10.C4 · Sam → INNOCENT
Zara at D5 says that of her two criminal neighbors, only one is in column C. Zara’s neighbors are C4 Sam, C5 Xavi, and D4 Umar, and the two already known criminals among them are Xavi at C5 and Umar at D4. Since exactly one of Zara’s two criminal neighbors is in column C, the column C one is already Xavi, so Sam at C4 cannot be a criminal neighbor as well. Therefore, we can determine that C4 is INNOCENT.
11.B4 · Quita → CRIMINAL
Nicole’s clue says every row contains at least 3 criminals. In row 4, we already know Peter at A4 and Umar at D4 are criminals, and Sam at C4 is innocent. That means the only way for row 4 to reach at least 3 criminals is for Quita at B4 to be the third criminal.

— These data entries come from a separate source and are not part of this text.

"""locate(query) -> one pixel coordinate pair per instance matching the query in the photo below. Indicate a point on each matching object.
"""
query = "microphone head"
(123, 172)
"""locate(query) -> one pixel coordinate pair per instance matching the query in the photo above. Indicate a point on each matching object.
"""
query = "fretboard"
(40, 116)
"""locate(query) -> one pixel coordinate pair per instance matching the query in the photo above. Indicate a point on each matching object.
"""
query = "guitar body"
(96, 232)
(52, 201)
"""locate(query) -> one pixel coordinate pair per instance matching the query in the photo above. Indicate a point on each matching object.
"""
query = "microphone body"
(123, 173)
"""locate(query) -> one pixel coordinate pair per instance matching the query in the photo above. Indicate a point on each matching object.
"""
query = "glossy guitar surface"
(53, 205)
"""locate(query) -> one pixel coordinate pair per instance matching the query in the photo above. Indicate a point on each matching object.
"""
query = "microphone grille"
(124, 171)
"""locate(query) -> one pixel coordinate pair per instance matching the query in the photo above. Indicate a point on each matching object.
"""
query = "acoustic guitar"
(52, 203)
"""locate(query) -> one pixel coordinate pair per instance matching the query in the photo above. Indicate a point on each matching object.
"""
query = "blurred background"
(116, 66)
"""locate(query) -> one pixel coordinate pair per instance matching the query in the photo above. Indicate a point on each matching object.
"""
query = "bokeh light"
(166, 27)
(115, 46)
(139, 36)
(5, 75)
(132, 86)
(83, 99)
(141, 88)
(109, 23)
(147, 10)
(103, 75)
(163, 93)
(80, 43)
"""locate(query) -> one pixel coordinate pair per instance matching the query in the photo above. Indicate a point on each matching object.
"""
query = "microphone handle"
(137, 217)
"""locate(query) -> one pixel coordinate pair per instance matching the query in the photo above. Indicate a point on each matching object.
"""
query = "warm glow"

Therefore, we can determine that B4 is CRIMINAL.
12.C2 · John → INNOCENT
Carl’s clue says there are exactly 4 criminals in column D, and since Zara at D5 is one of them, that means among D1, D2, D3, D4, and D5 exactly one person in column D is innocent. We already know D1 is criminal, D4 is criminal, and D5 is criminal, so the only possible innocent in that column must be either D2 or D3. Sam’s clue says Nicole at C3 has an odd number of criminal neighbors. Nicole’s neighbors are B2, C2, D2, B3, D3, B4, C4, and D4. Among these, B3, B4, and D4 are criminals, and C4 is innocent, so the four unknowns B2, C2, D2, and D3 must contain an even number of criminals. But B2 is already criminal, and from Carl’s clue exactly one of D2 and D3 is criminal, so among B2, D2, and D3 there are exactly 2 criminals. That forces C2 to be innocent to keep the total for those four unknowns even. Therefore, we can determine that C2 is INNOCENT.
13.D2 · Karen → CRIMINAL
Nicole’s clue says every row contains at least 3 criminals. In row 2, Hazel at A2 and Ike at B2 are already criminals, and John at C2 is innocent, so Karen at D2 must be the third criminal needed for that row to reach at least 3 criminals. Therefore, we can determine that D2 is CRIMINAL.
14.D3 · Olof → INNOCENT
Column D contains Ellie at D1, Karen at D2, Olof at D3, Umar at D4, and Zara at D5. Carl says Zara is one of 4 criminals in that column, so column D has exactly 4 criminals in total. Since D1, D2, D4, and D5 are already known to be criminals, those are the 4 criminals in column D, leaving D3 as the only non-criminal there. Therefore, we can determine that D3 is INNOCENT.
15.A3 · Lisa → CRIMINAL
Nicole’s clue says every row contains at least 3 criminals. In row 3, Mary at B3 and Nicole at C3 are already criminals, and Olof at D3 is innocent, so the only way for row 3 to still have at least 3 criminals is for Lisa at A3 to be the third criminal. Therefore, we can determine that A3 is CRIMINAL.